As many states debate or pass timid laws to combat widespread texting and cell phone use while driving a motor vehicle, the British have taken a more effective next step that is as serious as a jail sentence.
That nation now treats texting while driving and being involved in a fatal crash as a serious contributing factor to the accident -- similar to the way driving while intoxicated with serious injury or death resulting from a crash is routinely considered in the U.S.

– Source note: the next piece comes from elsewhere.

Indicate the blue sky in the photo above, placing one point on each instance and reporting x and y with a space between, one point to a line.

Most laws prohibiting texting in the states that have them treat the offense, and that of cell phone use while driving, the way they might deal with failure to use safety belts. These laws provide for a fine that can escalate with each offense, but the driver must first be caught texting by a police officer, and in some cases -- as with some seat belt laws -- the offense can only be a subsequent, not a primary reason for stopping the driver.
Even at worst for the driver, he or she will face a fine even if the texting or cell phone use has led to a serious or fatal crash. That is not the case had that same driver been drinking or under the influence of drugs while driving. Yet safety experts view cell phone use, and especially texting while driving as equally dangerous for the driver and for anyone else who might get in their way on the highway.
A new law in New York state bans texting while driving and provides fines of up to $150, and a previous law makes it illegal to talk
Drunken driving laws, however, carry much more severe penalties and should be a model for dealing with a new habit that is quickly getting as out of control as driving while drinking once was.
In a British case reported on by The New York Times, a woman who had been texting with at least five friends for an hour while driving slammed into a car that had pulled to the side of the highway because of a mechanical problem and killed the driver of the other vehicle.
The woman's phone was recovered by police and revealed the extensive texting prior to the accident.
Under a 2008 government directive in Britain, texting can be considered an aggravating factor in "death by dangerous driving," similar to drinking, and there is the possibility of up to seven years in prison. The driver in that crash received a 21-month prison term. Prosecutors are, in fact, appealing to a higher court because they believe the sentenced "unduly lenient."
Quite a different attitude from the prevailing ones among lawmakers in the U.S. If not the British model, Americans should consider something that provides more of a deterrant than the current laws, which provide next to none.